Соня поспешила оборвать эти излияния.

– Франсуа, милый, вам давно надо быть в конторе…

– Я подчиняюсь, потому что люблю вас, и ухожу, потому что спешу исполнить ваше желание!

Лепито оставил молодую женщину и танцующими, легкими шагами двинулся серединой улицы обратно. Встретившийся ему настоятель храма Сен-Жеро поначалу опешил от такого способа передвижения, потом окинул Франсуа весьма суровым взглядом, призывая к порядку. Клерк его даже не заметил: Соня его любит! Все сомнения рассеялись сегодня как легкие облачка в летнем небе. Она будет принадлежать ему! Что его ждет впереди, молодого человека нимало не заботило. Он был счастлив сегодня и, наверное, навсегда. Франсуа вошел в сад мэтра Парнака, танцуя фарандолу на манер пастушка Ватто. Он уже собирался взлететь на крыльцо, как вдруг знакомый резкий голос словно пригвоздил его к месту.

– Мсье Лепито?

Франсуа испуганно обернулся. Дезире Парнак жег его взглядом.

– Мсье Лепито, как только вам надоест изображать клоуна – кстати, по-моему, это занятие вовсе не обязательно для клерка нотариуса, – будьте любезны зайти в мой кабинет. Я вас там подожду.

Столь внезапно отрезвленный, Франсуа с видом побитой собаки вошел в контору. Не поднимая глаз, он сообщил Антуану, что мсье Дезире засек его пляшущим в саду и требует теперь вот пред светлые очи. Старший клерк воззрился на него круглыми от изумления глазами.

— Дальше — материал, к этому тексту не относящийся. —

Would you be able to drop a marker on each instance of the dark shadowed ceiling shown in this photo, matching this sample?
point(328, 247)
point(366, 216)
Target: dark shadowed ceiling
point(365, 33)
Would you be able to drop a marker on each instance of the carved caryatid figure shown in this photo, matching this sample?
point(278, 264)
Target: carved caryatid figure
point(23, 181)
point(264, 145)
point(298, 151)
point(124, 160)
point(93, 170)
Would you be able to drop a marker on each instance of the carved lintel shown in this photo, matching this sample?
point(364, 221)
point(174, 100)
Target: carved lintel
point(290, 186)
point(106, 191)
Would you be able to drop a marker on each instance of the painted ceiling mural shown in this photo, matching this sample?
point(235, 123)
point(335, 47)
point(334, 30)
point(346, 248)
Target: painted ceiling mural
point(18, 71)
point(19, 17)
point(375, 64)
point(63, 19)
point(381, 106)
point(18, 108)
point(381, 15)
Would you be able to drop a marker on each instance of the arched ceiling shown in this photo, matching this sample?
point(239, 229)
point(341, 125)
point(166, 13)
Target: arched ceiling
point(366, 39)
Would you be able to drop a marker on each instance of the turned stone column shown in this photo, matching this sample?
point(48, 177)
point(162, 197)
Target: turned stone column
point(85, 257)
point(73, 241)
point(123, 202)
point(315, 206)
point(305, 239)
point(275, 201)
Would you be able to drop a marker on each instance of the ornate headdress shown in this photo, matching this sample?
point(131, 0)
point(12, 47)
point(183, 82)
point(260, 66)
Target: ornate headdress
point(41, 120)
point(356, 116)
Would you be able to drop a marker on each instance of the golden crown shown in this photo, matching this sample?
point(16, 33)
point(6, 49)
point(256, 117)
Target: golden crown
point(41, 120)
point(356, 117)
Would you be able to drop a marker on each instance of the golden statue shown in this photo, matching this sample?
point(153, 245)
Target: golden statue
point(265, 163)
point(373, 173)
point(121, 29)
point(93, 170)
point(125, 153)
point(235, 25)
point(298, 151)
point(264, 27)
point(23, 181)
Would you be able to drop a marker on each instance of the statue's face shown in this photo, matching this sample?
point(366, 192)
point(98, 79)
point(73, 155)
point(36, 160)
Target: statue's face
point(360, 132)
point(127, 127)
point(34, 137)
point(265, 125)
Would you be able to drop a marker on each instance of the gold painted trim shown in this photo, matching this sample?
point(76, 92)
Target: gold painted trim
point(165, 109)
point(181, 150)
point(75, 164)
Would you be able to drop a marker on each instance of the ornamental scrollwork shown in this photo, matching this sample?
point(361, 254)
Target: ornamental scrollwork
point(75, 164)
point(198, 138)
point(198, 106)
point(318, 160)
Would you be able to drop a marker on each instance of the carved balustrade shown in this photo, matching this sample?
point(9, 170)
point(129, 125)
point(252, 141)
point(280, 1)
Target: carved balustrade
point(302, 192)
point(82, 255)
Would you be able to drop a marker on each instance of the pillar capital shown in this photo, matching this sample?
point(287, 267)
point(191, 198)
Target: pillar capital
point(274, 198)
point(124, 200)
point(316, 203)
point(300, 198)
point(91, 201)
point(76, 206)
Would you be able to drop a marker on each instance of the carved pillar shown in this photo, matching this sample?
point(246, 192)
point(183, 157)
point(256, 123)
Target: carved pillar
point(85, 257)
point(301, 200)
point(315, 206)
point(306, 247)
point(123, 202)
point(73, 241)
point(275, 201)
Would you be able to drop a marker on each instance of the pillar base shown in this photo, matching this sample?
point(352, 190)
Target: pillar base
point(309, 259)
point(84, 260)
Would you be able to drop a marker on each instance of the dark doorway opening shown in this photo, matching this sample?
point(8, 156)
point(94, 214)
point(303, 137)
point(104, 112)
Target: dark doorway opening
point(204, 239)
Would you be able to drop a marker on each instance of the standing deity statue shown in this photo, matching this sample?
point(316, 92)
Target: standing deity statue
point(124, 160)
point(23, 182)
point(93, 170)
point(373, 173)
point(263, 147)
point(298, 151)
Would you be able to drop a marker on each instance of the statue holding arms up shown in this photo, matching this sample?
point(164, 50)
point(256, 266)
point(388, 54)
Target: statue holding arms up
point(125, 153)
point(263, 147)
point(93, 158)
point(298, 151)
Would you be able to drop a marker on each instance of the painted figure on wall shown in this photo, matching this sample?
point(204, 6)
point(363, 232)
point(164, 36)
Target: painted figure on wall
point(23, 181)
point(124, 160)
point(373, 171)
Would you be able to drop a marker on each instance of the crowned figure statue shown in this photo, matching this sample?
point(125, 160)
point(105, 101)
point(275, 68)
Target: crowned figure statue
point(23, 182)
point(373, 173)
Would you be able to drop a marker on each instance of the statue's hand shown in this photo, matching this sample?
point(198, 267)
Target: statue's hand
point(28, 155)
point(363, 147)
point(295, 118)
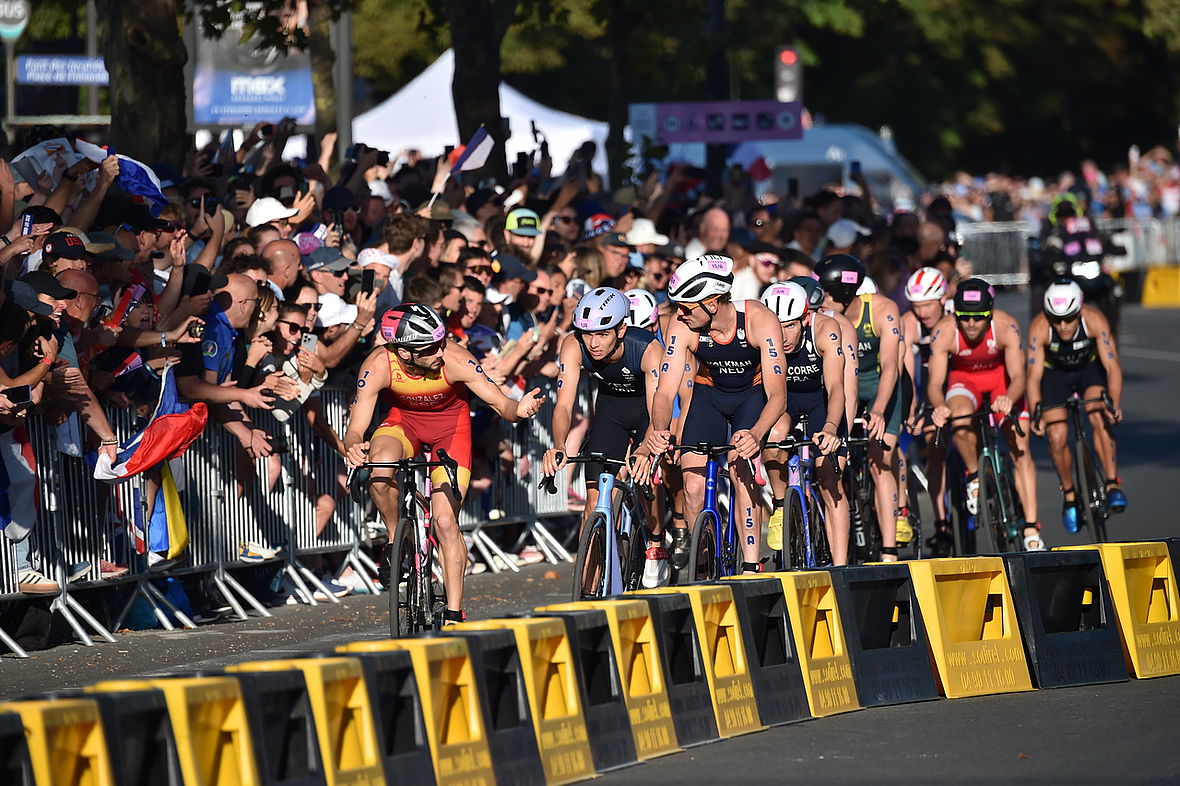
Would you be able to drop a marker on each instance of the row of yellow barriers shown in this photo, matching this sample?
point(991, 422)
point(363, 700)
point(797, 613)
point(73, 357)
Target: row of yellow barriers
point(571, 689)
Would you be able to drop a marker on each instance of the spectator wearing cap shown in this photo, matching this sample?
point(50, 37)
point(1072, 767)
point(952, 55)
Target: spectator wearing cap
point(327, 269)
point(64, 251)
point(712, 234)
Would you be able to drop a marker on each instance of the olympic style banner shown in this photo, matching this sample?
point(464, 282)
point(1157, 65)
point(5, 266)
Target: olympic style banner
point(235, 84)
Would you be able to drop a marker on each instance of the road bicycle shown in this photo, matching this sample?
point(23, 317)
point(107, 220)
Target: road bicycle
point(998, 513)
point(806, 544)
point(714, 550)
point(1089, 479)
point(616, 526)
point(415, 601)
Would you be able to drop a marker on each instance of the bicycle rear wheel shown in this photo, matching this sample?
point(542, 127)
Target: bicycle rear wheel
point(702, 554)
point(590, 567)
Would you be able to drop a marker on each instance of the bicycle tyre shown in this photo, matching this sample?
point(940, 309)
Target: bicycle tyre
point(989, 519)
point(702, 552)
point(405, 584)
point(591, 557)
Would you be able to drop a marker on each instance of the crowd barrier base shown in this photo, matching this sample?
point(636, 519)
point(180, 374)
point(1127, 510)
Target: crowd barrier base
point(643, 683)
point(1066, 616)
point(885, 634)
point(15, 766)
point(600, 687)
point(773, 660)
point(1144, 591)
point(66, 741)
point(343, 718)
point(551, 688)
point(682, 660)
point(451, 705)
point(726, 666)
point(819, 640)
point(974, 635)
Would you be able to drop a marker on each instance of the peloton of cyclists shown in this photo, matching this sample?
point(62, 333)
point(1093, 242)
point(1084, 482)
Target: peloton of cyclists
point(1072, 351)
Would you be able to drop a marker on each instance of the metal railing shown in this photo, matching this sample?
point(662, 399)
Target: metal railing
point(293, 503)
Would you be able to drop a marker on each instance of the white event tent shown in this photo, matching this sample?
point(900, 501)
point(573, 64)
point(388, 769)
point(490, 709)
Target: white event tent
point(421, 116)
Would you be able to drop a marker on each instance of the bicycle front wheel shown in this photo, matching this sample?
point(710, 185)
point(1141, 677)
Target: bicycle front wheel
point(590, 567)
point(702, 554)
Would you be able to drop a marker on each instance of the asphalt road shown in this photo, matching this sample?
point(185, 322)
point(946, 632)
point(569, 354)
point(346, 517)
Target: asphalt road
point(1105, 733)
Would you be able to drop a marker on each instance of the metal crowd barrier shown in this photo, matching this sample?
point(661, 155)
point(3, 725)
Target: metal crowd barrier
point(268, 506)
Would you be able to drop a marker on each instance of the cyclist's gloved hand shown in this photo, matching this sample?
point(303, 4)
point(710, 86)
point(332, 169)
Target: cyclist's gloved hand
point(356, 454)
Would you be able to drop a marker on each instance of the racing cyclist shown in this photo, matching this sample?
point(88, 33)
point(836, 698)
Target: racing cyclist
point(814, 360)
point(926, 292)
point(739, 391)
point(428, 379)
point(1072, 351)
point(623, 360)
point(878, 347)
point(975, 352)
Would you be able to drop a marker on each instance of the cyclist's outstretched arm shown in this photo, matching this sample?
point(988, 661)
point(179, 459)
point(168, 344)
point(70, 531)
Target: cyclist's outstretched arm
point(372, 378)
point(1108, 354)
point(569, 374)
point(463, 367)
point(1038, 336)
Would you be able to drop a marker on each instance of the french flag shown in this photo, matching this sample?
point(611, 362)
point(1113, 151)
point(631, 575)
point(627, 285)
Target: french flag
point(171, 428)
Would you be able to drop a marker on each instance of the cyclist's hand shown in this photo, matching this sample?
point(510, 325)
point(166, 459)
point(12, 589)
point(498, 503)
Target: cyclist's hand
point(825, 441)
point(356, 454)
point(552, 462)
point(747, 444)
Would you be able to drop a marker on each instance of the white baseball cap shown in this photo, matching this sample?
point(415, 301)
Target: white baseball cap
point(266, 210)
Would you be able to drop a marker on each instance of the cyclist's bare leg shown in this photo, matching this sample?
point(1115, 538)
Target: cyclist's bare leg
point(747, 513)
point(1103, 436)
point(836, 506)
point(1024, 470)
point(382, 485)
point(452, 548)
point(880, 464)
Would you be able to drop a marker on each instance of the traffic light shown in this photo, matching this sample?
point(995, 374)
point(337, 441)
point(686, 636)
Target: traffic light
point(788, 74)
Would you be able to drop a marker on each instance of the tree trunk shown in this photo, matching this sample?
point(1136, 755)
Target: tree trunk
point(145, 58)
point(476, 90)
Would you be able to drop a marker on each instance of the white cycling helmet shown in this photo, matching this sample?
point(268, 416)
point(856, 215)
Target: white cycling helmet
point(700, 279)
point(601, 309)
point(787, 300)
point(643, 308)
point(925, 285)
point(1063, 297)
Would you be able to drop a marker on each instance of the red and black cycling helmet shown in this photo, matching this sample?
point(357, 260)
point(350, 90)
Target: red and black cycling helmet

– Танцевали в саду?! М-м… любопытно… С кем же это вы… танцевали?

– Один! – скромно сказал Франсуа.

– Один?! Но… почему?

– Потому что она меня любит!

Ремуйе просиял.

– Не может быть!

– Честное слово!

– Но тогда, стало быть, ваши дела идут лучше некуда?

– По-моему, да.

– В таком случае, старина, не забудьте обо мне…

– Что? Не забыть о вас – простите, но вы-то здесь причем?

– Черт побери! Неужто вы, став зятем патрона, не подсобите мне открыть дело?

Франсуа не сразу, но все же сообразил, что и старший клерк, как и мсье Дезире, воображает, будто он пытается попасть в семейство Парнак через парадный вход, в то время как на самом деле…

– Ну, разумеется! Какие тут могут быть сомнения? – сказал он, правда, не слишком уверенно.

– Благодарю! Благодарю, дружище! Я хочу первым поздравить вас и пожелать всевозможного счастья. Раз девчушка с вами заодно – она уговорит отца, и тогда «Мсье Старшему» придется заткнуться!

– Ну а пока мне все же придется его выслушать.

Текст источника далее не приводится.